Ten years later, David (whiny Jay Baruchel of “She's Out of My League”) is a 20-year old N.Y.U. physics geek. He runs into Becky (Teresa Palmer of “Bedtime Stories”) at the university and they hook up. Meantime, Hovarth escapes from the vase and Balthazar isn’t far behind his arch foe. Hovarth renews his search for the elusive Russian doll that holds Morgana. Balthazar catches up with David and convinces him that he has a legacy to fulfill as Merlin’s successor. Initially, David lacks confidence and this lack of confidence clouds his relationship with Becky, but she likes him despite his foolish behavior. David uses an old subway station turn-around as a laboratory where he conducts his experiments and impresses Becky. Balthazar warns David that they have no time for romance as Hovarth retrieves the Grimhold and sheds its shells. Horvath plans to free Morgana. Desperately, Balthazar has to whip David into shape, but David seems like a lost cause.

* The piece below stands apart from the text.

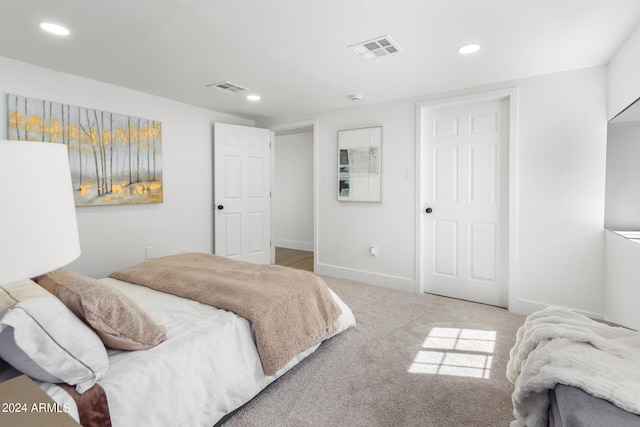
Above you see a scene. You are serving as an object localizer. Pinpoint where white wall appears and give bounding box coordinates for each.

Mind you, “Harry Potter” fans may complain that this hodgepodge hocus-pocus lacks a certain dignity. Meanwhile, Disney purists may scoff at cinematic alchemist, producer Jerry Bruckheimer, for his homage to the 9-minute Mickey Mouse scene in Disney's classic "Fantasia" (1940) with the inspirational dish-washing scene about an hour into this obstreperous comedy of errors.